5.2 Verweerster stelt zich op het standpunt dat appellant geen recht heeft op schadevergoeding, omdat het besluit van 3 augustus 1999 rechtmatig is.
Het College heeft bij meergenoemde uitspraak van 4 december 2001 het beroep van appellant gericht tegen het besluit van 6 oktober 1999 ongegrond verklaard. Bij dit besluit heeft verweerster het bezwaar van appellant tegen het beweerdelijk schadeveroorzakende besluit van 3 augustus 1999 ongegrond verklaard. Voorts heeft het College bij uitspraak van 27 mei 2004 het door appellant ingestelde beroep tegen het besluit van 8 maart 2004 ongegrond verklaard. In deze uitspraak heeft het College – kort gezegd – geoordeeld dat verweerster op 19 augustus 2002 terecht heeft geweigerd het wijzigingsformulier in behandeling te nemen en dat geen aanleiding bestond terug te komen op het besluit van 3 augustus 1999. Genoemde besluiten en genoemde uitspraken zijn rechtens onaantastbaar.

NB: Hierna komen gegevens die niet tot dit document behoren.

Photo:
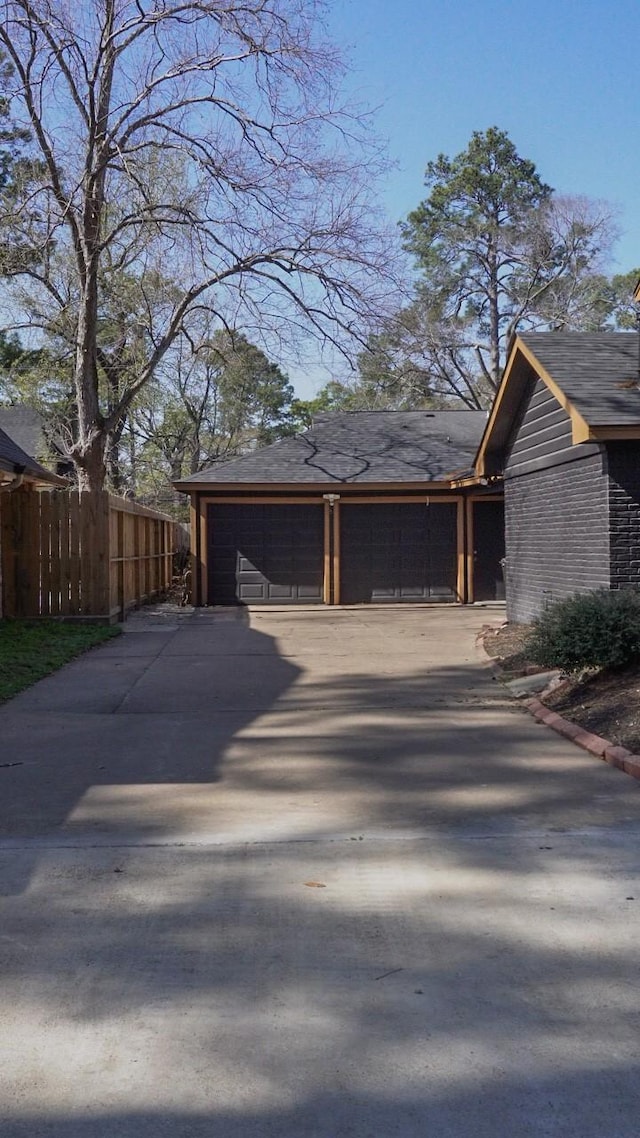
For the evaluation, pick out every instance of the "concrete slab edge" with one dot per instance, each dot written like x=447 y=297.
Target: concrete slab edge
x=601 y=748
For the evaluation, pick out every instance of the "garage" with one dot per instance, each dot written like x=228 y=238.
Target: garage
x=360 y=508
x=399 y=552
x=265 y=554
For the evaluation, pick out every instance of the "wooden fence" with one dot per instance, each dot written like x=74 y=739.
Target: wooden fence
x=66 y=553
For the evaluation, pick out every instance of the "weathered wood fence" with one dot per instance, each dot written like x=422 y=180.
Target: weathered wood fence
x=66 y=553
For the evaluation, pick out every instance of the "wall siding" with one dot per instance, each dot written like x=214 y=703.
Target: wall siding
x=542 y=435
x=624 y=512
x=557 y=535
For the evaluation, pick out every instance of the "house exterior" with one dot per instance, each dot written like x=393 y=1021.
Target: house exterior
x=17 y=468
x=25 y=426
x=564 y=433
x=362 y=508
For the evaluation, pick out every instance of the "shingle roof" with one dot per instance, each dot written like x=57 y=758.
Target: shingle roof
x=597 y=371
x=361 y=446
x=24 y=427
x=14 y=460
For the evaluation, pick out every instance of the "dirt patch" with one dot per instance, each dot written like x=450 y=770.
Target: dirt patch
x=606 y=703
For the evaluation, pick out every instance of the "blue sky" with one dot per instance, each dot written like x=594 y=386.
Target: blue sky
x=560 y=77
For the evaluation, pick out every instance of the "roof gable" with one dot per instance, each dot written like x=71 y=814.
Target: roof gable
x=362 y=446
x=593 y=376
x=16 y=461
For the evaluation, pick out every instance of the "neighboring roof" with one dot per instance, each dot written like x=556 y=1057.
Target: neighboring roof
x=595 y=377
x=25 y=427
x=16 y=461
x=359 y=446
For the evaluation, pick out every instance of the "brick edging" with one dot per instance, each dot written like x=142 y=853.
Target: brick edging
x=615 y=756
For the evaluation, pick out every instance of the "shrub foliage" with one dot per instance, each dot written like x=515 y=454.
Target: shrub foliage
x=598 y=629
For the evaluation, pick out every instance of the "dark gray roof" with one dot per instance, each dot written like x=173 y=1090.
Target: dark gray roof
x=361 y=446
x=15 y=461
x=25 y=427
x=597 y=371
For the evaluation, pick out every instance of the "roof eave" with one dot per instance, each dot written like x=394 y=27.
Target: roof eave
x=194 y=486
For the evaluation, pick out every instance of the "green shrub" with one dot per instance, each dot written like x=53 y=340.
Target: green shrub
x=598 y=629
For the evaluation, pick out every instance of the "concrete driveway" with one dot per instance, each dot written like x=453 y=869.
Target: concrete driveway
x=309 y=874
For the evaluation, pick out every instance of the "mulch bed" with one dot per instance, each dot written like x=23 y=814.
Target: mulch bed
x=606 y=703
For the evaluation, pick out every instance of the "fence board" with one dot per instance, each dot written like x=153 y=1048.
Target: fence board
x=47 y=554
x=74 y=553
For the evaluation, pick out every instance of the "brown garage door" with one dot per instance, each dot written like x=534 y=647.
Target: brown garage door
x=403 y=552
x=264 y=554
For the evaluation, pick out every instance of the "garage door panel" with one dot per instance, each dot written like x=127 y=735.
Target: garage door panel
x=263 y=554
x=399 y=552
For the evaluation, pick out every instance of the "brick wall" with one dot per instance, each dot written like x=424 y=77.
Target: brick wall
x=624 y=512
x=557 y=534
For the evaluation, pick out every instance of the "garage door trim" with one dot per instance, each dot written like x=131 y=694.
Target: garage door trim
x=331 y=560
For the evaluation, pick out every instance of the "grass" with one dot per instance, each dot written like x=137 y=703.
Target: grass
x=30 y=650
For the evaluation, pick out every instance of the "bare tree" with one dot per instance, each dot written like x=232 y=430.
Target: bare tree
x=198 y=149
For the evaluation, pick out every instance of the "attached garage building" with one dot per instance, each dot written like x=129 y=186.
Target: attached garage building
x=565 y=434
x=362 y=508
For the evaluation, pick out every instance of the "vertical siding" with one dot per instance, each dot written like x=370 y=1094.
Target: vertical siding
x=624 y=512
x=557 y=535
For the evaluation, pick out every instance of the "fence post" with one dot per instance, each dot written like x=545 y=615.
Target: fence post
x=8 y=552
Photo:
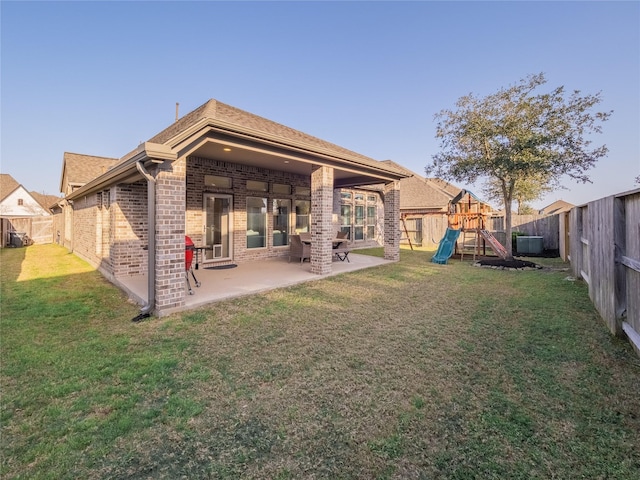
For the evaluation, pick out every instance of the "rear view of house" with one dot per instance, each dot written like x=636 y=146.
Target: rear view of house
x=236 y=184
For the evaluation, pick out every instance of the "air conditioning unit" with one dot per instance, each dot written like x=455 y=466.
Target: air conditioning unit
x=531 y=245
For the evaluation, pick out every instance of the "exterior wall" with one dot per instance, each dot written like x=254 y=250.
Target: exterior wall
x=321 y=221
x=122 y=237
x=197 y=168
x=392 y=221
x=170 y=232
x=85 y=220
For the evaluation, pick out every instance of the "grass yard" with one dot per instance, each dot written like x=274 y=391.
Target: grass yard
x=409 y=370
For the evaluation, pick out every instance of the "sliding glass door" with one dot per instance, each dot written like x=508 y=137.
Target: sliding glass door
x=217 y=227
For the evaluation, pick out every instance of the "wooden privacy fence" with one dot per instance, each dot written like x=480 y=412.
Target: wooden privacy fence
x=39 y=229
x=605 y=253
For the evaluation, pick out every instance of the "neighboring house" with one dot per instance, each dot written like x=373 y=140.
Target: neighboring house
x=233 y=181
x=21 y=212
x=425 y=205
x=559 y=206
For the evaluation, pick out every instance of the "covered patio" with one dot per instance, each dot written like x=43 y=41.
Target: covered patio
x=247 y=279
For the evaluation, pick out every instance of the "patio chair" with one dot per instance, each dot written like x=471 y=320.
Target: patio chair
x=298 y=249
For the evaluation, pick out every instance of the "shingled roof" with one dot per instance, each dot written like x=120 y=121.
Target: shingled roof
x=78 y=169
x=419 y=193
x=222 y=113
x=7 y=185
x=46 y=201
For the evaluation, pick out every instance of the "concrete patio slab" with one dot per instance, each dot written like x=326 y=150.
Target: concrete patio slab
x=247 y=279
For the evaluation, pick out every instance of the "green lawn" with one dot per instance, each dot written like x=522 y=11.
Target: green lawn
x=409 y=370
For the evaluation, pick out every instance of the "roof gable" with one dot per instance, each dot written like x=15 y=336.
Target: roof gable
x=7 y=185
x=223 y=114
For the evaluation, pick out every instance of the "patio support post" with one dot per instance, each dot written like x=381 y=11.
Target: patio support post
x=170 y=243
x=392 y=221
x=321 y=219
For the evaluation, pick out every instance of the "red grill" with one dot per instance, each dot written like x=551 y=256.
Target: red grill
x=189 y=249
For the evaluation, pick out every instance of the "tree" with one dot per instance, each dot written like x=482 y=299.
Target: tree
x=517 y=135
x=524 y=191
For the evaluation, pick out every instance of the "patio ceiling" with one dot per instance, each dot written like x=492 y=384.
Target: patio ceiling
x=250 y=150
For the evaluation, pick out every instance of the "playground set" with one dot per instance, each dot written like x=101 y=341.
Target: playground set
x=466 y=220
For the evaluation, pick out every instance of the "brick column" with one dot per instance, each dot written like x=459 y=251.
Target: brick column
x=170 y=222
x=321 y=219
x=392 y=221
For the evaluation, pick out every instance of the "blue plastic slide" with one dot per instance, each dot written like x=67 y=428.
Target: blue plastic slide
x=446 y=247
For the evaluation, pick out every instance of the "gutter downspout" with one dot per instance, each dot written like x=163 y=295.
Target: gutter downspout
x=147 y=309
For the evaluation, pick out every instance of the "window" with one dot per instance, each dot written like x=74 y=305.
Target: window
x=371 y=222
x=256 y=222
x=345 y=219
x=282 y=189
x=281 y=211
x=216 y=181
x=359 y=223
x=257 y=186
x=303 y=216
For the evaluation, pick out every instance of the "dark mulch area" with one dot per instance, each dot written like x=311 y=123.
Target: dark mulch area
x=504 y=264
x=544 y=254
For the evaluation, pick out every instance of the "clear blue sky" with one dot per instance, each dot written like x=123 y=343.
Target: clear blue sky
x=100 y=77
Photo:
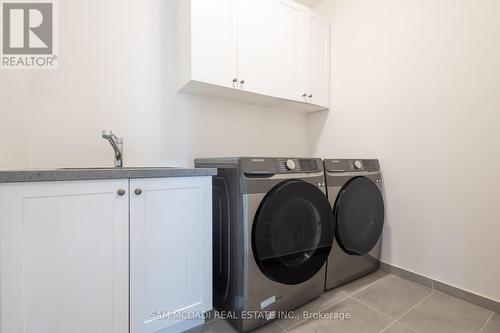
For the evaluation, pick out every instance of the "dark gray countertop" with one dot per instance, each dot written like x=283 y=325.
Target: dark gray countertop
x=17 y=176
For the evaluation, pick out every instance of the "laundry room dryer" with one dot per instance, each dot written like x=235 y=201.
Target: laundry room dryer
x=355 y=192
x=272 y=234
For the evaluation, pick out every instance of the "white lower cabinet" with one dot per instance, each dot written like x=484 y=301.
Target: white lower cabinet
x=64 y=255
x=170 y=251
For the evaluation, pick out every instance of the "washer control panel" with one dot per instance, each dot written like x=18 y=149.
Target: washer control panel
x=352 y=165
x=263 y=166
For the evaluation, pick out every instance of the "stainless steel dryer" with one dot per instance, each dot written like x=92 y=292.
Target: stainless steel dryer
x=354 y=189
x=273 y=230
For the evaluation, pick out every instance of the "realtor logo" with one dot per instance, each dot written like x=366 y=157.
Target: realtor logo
x=28 y=34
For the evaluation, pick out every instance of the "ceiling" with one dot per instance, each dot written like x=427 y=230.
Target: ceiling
x=308 y=3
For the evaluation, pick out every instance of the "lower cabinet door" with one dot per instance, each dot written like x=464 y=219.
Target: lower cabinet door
x=170 y=251
x=64 y=257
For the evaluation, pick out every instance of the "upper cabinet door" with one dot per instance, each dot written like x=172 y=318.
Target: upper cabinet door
x=214 y=41
x=289 y=55
x=170 y=251
x=64 y=257
x=318 y=61
x=254 y=45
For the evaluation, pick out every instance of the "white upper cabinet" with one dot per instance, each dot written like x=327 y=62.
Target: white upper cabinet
x=214 y=41
x=289 y=50
x=255 y=52
x=269 y=52
x=318 y=61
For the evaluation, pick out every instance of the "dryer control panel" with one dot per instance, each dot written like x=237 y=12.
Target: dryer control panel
x=263 y=166
x=351 y=165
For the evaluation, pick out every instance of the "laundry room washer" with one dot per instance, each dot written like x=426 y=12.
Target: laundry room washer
x=355 y=192
x=273 y=231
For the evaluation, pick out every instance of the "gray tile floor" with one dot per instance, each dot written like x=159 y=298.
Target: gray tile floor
x=381 y=303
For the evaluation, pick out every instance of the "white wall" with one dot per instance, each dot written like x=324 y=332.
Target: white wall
x=118 y=70
x=417 y=85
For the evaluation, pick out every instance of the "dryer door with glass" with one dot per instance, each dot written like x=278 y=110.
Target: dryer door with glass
x=359 y=216
x=293 y=231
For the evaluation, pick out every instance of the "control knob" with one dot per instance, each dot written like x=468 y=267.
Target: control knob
x=290 y=164
x=358 y=165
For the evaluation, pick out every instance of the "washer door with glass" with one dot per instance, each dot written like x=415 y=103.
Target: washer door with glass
x=293 y=232
x=359 y=216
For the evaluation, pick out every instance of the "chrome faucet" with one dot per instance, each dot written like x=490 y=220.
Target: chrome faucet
x=117 y=144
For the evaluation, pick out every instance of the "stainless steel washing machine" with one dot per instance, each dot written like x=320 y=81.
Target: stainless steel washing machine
x=354 y=189
x=273 y=230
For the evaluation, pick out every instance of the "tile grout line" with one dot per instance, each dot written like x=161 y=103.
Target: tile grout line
x=404 y=314
x=397 y=322
x=335 y=303
x=368 y=285
x=486 y=323
x=372 y=308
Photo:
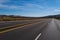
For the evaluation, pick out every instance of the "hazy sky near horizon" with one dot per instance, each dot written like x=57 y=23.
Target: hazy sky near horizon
x=33 y=8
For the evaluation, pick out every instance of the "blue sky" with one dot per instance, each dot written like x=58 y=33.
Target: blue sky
x=34 y=8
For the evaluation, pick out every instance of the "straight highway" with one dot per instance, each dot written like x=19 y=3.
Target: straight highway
x=46 y=29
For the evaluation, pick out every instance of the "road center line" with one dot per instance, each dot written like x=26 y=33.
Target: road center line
x=38 y=36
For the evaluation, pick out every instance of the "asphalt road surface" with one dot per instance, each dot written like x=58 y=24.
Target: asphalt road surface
x=44 y=30
x=12 y=23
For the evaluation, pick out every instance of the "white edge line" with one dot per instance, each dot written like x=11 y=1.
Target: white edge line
x=38 y=36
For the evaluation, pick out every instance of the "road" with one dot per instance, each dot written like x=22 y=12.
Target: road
x=12 y=23
x=43 y=30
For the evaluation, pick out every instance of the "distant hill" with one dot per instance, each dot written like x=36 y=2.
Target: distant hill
x=52 y=16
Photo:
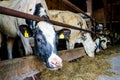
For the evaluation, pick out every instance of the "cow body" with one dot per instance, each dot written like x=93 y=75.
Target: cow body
x=76 y=36
x=43 y=32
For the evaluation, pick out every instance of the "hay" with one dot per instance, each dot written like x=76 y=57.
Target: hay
x=84 y=68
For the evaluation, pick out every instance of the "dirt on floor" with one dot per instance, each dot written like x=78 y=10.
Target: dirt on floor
x=85 y=68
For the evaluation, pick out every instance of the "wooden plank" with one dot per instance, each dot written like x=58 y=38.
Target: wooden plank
x=68 y=55
x=25 y=67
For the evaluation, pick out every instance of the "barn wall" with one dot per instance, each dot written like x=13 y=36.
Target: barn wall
x=99 y=15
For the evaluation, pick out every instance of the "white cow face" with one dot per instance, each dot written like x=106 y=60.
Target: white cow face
x=45 y=45
x=103 y=42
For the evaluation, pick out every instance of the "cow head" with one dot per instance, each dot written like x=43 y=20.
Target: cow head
x=45 y=39
x=45 y=44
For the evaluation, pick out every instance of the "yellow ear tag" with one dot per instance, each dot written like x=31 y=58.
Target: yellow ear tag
x=61 y=36
x=26 y=34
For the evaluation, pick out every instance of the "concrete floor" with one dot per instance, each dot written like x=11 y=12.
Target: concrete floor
x=115 y=62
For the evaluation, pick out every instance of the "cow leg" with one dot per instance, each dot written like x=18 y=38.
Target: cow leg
x=70 y=44
x=26 y=45
x=89 y=45
x=10 y=43
x=0 y=39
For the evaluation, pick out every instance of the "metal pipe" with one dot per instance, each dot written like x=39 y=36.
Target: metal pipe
x=19 y=14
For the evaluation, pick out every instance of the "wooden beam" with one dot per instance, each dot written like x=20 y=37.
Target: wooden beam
x=25 y=67
x=89 y=6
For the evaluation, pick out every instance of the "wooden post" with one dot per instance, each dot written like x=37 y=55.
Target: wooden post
x=105 y=12
x=89 y=11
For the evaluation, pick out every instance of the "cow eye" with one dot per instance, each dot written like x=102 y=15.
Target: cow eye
x=39 y=40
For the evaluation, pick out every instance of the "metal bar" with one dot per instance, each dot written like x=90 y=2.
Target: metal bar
x=19 y=14
x=30 y=65
x=77 y=9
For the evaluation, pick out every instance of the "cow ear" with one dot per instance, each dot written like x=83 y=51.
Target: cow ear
x=26 y=31
x=63 y=33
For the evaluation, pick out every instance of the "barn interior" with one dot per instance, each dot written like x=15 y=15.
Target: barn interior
x=105 y=12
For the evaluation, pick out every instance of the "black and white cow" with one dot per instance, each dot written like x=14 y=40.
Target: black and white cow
x=44 y=34
x=102 y=42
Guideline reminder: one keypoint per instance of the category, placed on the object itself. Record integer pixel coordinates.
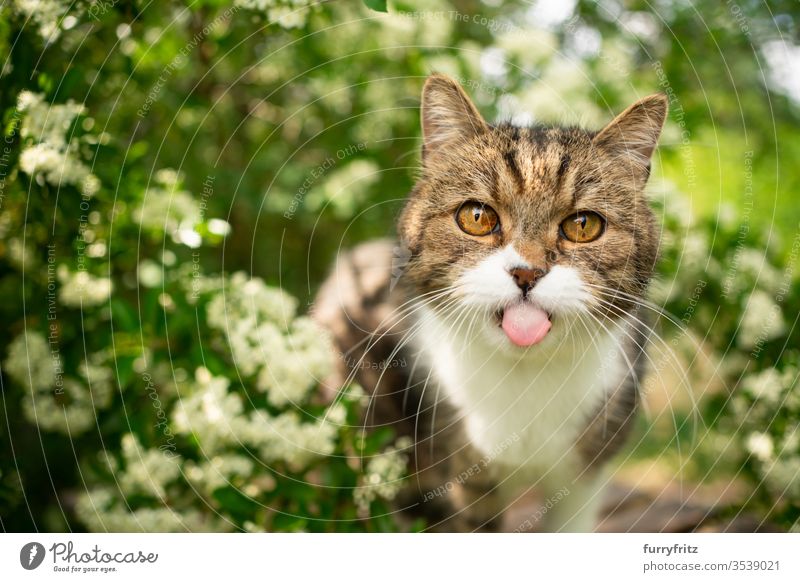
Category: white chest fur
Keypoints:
(524, 409)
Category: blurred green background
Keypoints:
(152, 150)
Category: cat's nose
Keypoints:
(526, 278)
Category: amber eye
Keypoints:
(583, 227)
(477, 219)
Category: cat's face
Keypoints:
(524, 234)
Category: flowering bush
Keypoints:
(175, 182)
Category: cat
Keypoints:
(511, 299)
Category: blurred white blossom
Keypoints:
(82, 288)
(46, 14)
(50, 153)
(383, 475)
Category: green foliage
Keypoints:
(151, 155)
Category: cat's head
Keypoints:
(524, 231)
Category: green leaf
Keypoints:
(377, 5)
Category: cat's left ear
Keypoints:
(634, 133)
(448, 115)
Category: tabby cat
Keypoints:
(501, 331)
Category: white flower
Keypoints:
(219, 471)
(82, 288)
(45, 13)
(208, 412)
(383, 475)
(67, 408)
(760, 445)
(762, 321)
(146, 472)
(150, 273)
(101, 511)
(287, 438)
(167, 210)
(345, 187)
(287, 17)
(767, 385)
(29, 361)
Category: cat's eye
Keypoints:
(583, 227)
(477, 219)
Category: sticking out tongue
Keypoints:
(525, 324)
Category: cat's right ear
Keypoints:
(448, 115)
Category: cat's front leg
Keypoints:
(573, 506)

Indien een besluit niet is vernietigd, dient in beginsel van de rechtmatigheid daarvan te worden uitgegaan. Aangezien verweerster voorts de onrechtmatigheid van het schadeveroorzakende besluit niet heeft erkend en in hetgeen appellant heeft aangevoerd noch anderszins is gebleken van bijzondere, zeer klemmende omstandigheden die een uitzondering op voornoemd uitgangspunt rechtvaardigen, moet worden uitgegaan van de rechtmatigheid van het besluit van 3 augustus 1999 en heeft verweerster het onderhavige verzoek om schadevergoeding derhalve terecht en op goede gronden afgewezen.
5.3 In het licht van het vorenstaande is het College van oordeel dat verweerster terecht heeft geoordeeld dat het bezwaar kennelijk ongegrond is en mitsdien terecht heeft besloten om met toepassing van artikel 7:3, aanhef en onder b, Awb van de hoorplicht af te zien.
5.4 Naar het oordeel van het College bestaat er, gelet op hetgeen hiervoor is overwogen, geen aanleiding voor het stellen van prejudiciële vragen, als door appellant aan de orde gesteld.
5.5 Het hiervoor overwogene leidt tot de conclusie dat het beroep ongegrond moet worden verklaard.
Het College acht geen termen aanwezig voor een proceskostenveroordeling met toepassing van artikel 8:75 van de Awb.